# 1 Introduction

Over the past decade, advances in single-cell RNA-sequencing (scRNA-seq) technologies have significantly increased the sensitivity and specificity with which cellular transcriptional dynamics can be analyzed. Further, parallel increases in the number cells which can be simultaneously sequenced have allowed for novel analysis pipelines including the description of transcriptional trajectories and the discovery of rare sub-populations of cells. The development of droplet-based, unique-molecular-identifier (UMI) protocols such as Drop-seq, inDrop, and the 10x Genomics Chromium platform have significantly contributed to these advances. In particular, the commercially available 10x Genomics platform has allowed the rapid and cost effective gene expression profiling of hundreds to tens of thousands of cells across many studies to date. The use of UMIs in the 10x Genomics and related platforms has augmented these developments in sequencing technology by tagging individual mRNA transcripts with unique cell and transcript specific identifiers. In this way, biases due to transcript length and PCR amplification have been significantly reduced. However, technical variability in sequencing depth remains and, consequently, normalization to adjust for sequencing depth is required to ensure accurate downstream analyses. To address this, we introduce Dino and Dino, its corresponding R package.

Dino utilizes a flexible mixture of Negative Binomials model of gene expression to reconstruct full gene-specific expression distributions which are independent of sequencing depth. By giving exact zeros positive probability, the Negative Binomial components are applicable to shallow sequencing (high proportions of zeros). Additionally, the mixture component is robust to cell heterogeneity as it accommodates multiple centers of gene expression in the distribution. By directly modeling (possibly heterogenous) gene-specific expression distributions, Dino outperforms competing approaches, especially for datasets in which the proportion of zeros is high as is typical for modern, UMI based protocols.
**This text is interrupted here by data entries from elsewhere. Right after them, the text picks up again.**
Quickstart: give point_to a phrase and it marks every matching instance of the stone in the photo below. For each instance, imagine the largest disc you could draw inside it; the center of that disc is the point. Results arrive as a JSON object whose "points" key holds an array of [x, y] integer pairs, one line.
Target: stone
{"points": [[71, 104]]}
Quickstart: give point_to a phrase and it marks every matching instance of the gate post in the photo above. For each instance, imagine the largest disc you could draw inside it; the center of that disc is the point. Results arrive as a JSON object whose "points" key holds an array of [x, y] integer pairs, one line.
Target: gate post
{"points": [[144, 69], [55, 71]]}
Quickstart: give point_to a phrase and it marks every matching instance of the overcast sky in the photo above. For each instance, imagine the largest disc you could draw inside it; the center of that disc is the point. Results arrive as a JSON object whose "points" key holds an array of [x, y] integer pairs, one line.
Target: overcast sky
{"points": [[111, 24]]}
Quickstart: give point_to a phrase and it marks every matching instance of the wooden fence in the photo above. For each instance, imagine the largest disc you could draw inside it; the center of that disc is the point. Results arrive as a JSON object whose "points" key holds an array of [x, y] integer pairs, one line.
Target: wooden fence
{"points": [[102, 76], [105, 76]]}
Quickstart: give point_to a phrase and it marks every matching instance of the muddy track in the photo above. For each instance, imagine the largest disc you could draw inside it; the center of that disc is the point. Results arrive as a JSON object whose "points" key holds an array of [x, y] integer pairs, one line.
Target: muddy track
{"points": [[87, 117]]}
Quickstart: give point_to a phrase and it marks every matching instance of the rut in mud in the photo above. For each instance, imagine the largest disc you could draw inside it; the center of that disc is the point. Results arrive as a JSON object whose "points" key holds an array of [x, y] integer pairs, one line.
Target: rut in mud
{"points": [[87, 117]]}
Dino does not attempt to correct for batch or other sample specific effects, and will only do so to the extent that they are correlated with sequencing depth. In situations where batch effects are expected, downstream analysis may benefit from such accommodations.

# 2 Quick Start

## 2.1 Installation

To install Dino from Github, run

devtools::install_github('JBrownBiostat/Dino')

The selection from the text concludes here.